While Maine’s population has seen modest growth in all but one decade for the past two centuries, this growth has not kept pace with that of the nation as a whole. And more recently, our state’s percentage of the national population has dipped from 0.5 percent to 0.4 percent, according to U.S. Census Bureau figures for 2010. Along the way, Maine has seen its number of representatives to Congress decline from a high of eight down to two. If our tepid population growth continues — or, worse, should it turn negative — Maine could find itself joining the seven other states that now have only a single member in the U.S. House.
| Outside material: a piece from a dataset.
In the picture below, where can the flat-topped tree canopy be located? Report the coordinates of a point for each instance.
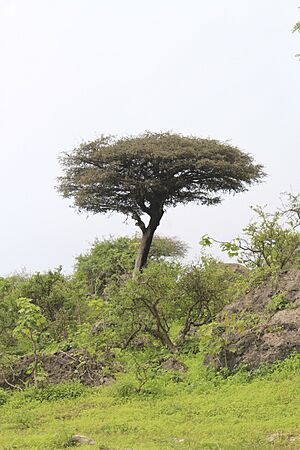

A U.S. Census Bureau report released last week estimates that Maine’s population declined by 928 people from 2014 to 2015. Only five of the state’s 16 counties saw any population growth, nearly all of it in the southern part of the state. Not surprisingly, Cumberland County led the way with an estimated increase of 0.7 percent (2,102 people). York County was next with growth of 0.3 percent (561 people), Waldo County with growth of 0.3 percent (130 people), Sagadahoc County with growth of 0.2 percent (86 people) and Knox County with an increase of 0.1 percent (57 people).
Kennebec County led the population loss with a decline of 1,046 people (0.9 percent). Our own Hancock County, which not so long ago was seeing significant population increase, saw a loss of 79 people (0.1 percent).
The handwriting is on the wall. The manufacturing industries in Maine continue to decline, and that’s not likely to turn around. First textiles, then shoemaking. Now, the paper industry, which provided thousands of good-paying jobs with benefits for decades, is rapidly disappearing. Nothing comparable is on the horizon to take its place.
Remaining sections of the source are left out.